Almost twice as many students attended this year's event for early decision applicants as last year's inaugural event. Representatives from the Office of Admission and the Bruin Club said the increase was due to better planning and more foresight.

"Last year, it was kind of thrown together at the last minute," said Rebekah Stein, a Bruin Club executive board member. Invitations to last year's mid-March event were sent a few weeks before the event took place.

"This year, we sent out invitations in (accepted students') admissions packets," Price said. "We also used Facebook to publicize the event and scheduled it on a holiday, so most of the students have the day off from school."

The University admitted 556 early decision applicants to the class of 2016, meaning that nearly half of the admitted early applicants attended Monday's event. Those present were overwhelmingly from New England and the mid-Atlantic region, though close to a dozen hailed from the West Coast or Midwest.  Roughly five students traveled from foreign countries, according to event organizers.

The best part of the day — which included a tour of the campus, lunch in the Sharpe Refectory and a discussion with a panel of current University students — was hearing from a faculty advising panel, said Peter Enriquez '16 of Poughkeepsie, N.Y.

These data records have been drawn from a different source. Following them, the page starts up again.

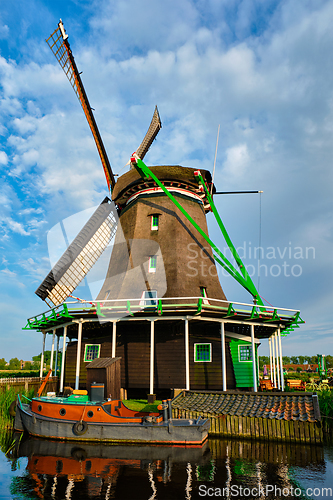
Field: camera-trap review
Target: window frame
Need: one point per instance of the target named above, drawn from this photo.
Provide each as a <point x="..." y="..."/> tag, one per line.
<point x="196" y="352"/>
<point x="153" y="224"/>
<point x="152" y="264"/>
<point x="248" y="346"/>
<point x="148" y="301"/>
<point x="85" y="352"/>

Calling Professor of Geological Sciences Jan Tullis "really inspirational," he added, "It's a little cliched, but she ended her speech saying, ‘Be bold.' I thought that was the best advice of the day. Opportunities aren't going to make themselves. You have to be bold, and seek them out."

While at Brown, Enriquez hopes to expand on a nonprofit he began while in high school called Young Musicians Healing Haiti, which raises money in support of a music school in Haiti's capital, Port-au-Prince.

While members of the Bruin Club and Admission Office called the event "A Lunch on College Hill," or ALOCH, among themselves, they have no plans to turn the Early Decision Admitted Students Day into an A Day On College Hill-type event, Stein said.

"It's going to continue to be a lunch, at least for a while," she said.

Early decision students from previous years have voiced their disappointment that they were not invited to ADOCH, The Herald reported last March.

But Obi Onwuamaegbu '15, who attended last year's early decision admitted students day, said the event "answered my questions and answered them honestly."

"I was pretty skeptical, because I'd never been to campus before being accepted ED," he said. Going to the admitted students day "was a huge relief. The event told me about a lot of things that I was looking forward to doing and reassured me that I'd made the right choice."

Still, he said, once he came to school and heard about ADOCH, "I was pretty bummed that I wasn't invited."